Titre : Tu comprendras que tu seras grande

Auteur : Virginie Grimaldi

Editeur : Fayard

Nombre de pages : 510

Genre : Contemporain

Fiche Bibliomania

 

 

4ème de couverture :

« Quand Julia débarque comme psychologue à la maison de retraite Les Tamaris, elle ne croit pas plus au bonheur qu’à la petite souris. Pire, une fois sur place, elle se souvient qu’elle ne déborde pas d’affection pour les personnes âgées. Et dire qu’elle a tout plaqué pour se sauver, dans tous les sens du terme.

Au fil des jours, Julia découvre que les pensionnaires ont bien des choses à lui apprendre. Difficile pourtant d’imaginer qu’on puisse reprendre goût  à la vie entre des papys farceurs, des mamies fantaisistes et des collègues au cœur brisé… Et si elle n’avait pas atterri là par hasard ? Et si l’amour se cachait où on ne l’attend pas ?

C’est l’histoire de chemins qui se croisent. Les chemins de ceux qui ont une vie à raconter et ceux qui ont une vie à construire.

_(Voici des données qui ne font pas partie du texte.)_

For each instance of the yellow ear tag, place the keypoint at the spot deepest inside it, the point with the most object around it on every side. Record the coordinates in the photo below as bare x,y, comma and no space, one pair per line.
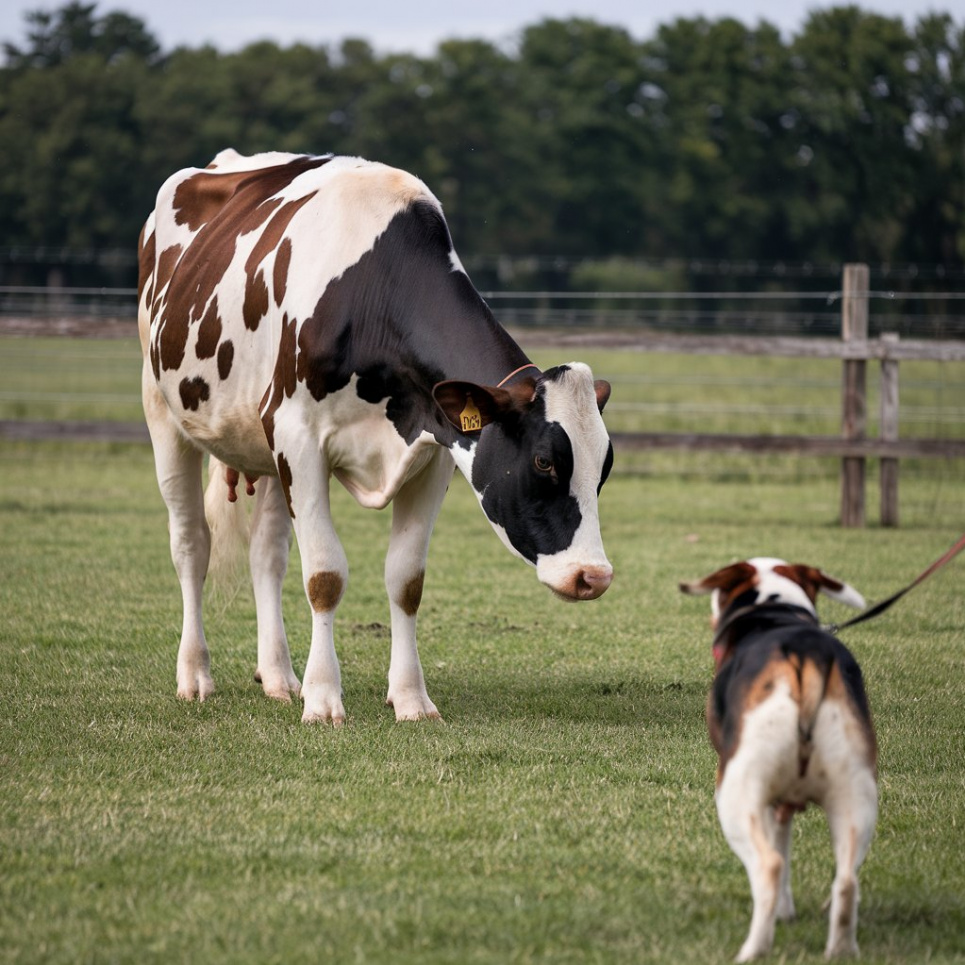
470,418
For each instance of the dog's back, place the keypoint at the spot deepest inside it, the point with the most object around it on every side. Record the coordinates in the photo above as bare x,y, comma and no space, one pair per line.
789,718
790,695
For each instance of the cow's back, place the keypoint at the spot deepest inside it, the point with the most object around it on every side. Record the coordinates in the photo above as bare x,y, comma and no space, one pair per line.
234,257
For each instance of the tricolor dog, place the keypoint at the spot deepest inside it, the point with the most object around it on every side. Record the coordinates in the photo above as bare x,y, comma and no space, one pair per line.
307,317
789,719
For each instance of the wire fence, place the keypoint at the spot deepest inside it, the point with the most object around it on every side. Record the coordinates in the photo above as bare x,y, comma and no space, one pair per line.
925,315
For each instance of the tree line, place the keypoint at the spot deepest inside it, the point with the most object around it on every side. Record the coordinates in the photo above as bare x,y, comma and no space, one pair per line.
711,139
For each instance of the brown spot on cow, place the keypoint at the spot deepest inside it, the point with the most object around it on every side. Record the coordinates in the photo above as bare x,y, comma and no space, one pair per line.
166,264
412,595
325,590
199,198
225,208
209,331
226,355
285,478
271,240
279,279
256,301
193,392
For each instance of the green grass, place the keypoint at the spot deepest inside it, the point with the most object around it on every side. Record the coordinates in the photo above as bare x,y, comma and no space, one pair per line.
563,813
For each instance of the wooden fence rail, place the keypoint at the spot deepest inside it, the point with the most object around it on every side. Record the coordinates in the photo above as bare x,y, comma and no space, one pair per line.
854,350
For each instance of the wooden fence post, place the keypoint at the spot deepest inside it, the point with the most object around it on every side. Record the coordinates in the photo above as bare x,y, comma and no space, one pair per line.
854,328
889,432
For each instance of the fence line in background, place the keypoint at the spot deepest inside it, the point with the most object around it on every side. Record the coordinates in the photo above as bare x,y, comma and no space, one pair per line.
853,348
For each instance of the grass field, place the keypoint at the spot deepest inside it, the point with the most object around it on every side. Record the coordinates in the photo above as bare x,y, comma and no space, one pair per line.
563,813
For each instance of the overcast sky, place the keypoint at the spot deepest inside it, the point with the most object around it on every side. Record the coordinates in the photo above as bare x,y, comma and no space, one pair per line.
417,26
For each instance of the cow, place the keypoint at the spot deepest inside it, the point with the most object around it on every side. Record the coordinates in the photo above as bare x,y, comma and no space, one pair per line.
306,317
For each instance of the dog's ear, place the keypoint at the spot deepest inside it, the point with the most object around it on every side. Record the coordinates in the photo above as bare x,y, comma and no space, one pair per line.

C’est une histoire d’amour(s), une histoire de résilience, une ode au bonheur. »

Mon avis :

L’histoire :

Premier jour, nouveau job. La vie de Julia commence à ressembler à un cauchemar… Elle n’a qu’une envie c’est repartir en courant à Paris… Elle ne sait pas ce qui lui a pris de postuler dans une maison de retraite

Mais voilà qu’un matin, elle se lève comme tous les autres jours et elle s’aperçoit qu’elle aime son travail, qu’elle apprécie ses patients. Ces personnes au bout de leur vie n’avait rien à lui apporter ça elle en était persuadée… mais alors qu’est-ce qu’elle se trompait !

La voilà de connivence avec les supers mamies et les papis farceurs !!

Finalement, elle se sent bien avec eux, elle revit, elle se ressource, elle apprend la vie 🙂

Les personnages :

Julia : Psychologue, célibataire, en deuil (elle a perdu son papa…), son petit ami a préféré lui laisser gérer ça toute seule… bref quand elle arrive Aux Tamaris, elle est en mauvais état

Marine est aide-soignante, rigolote pleine d’entrain. Elle en pince un peu pour Greg et surtout elle habite le studio en face de Julia.

Greg est l’animateur de la maison de retraite, c’est un jeune-homme très séduisant.

Anne-Marie c’est la directrice des Tamaris

Et Léa est la jeune femme qui part en congé maternité et que Julia vient pour remplacer.

Et tous les papys et mamies de la maison de retraite qui à eux seuls mériteraient un paragraphe entier dans cet article, mais il y aurait trop de spoilers 😀 …

La Plume, le scénario :

Ce livre m’a été chaudement recommandé par une adhérente de la Médiathèque où je travaille 🙂

Ce n’est pas le genre de livre que j’aurais choisi de moi-même. Mais je me suis dit « pourquoi pas ».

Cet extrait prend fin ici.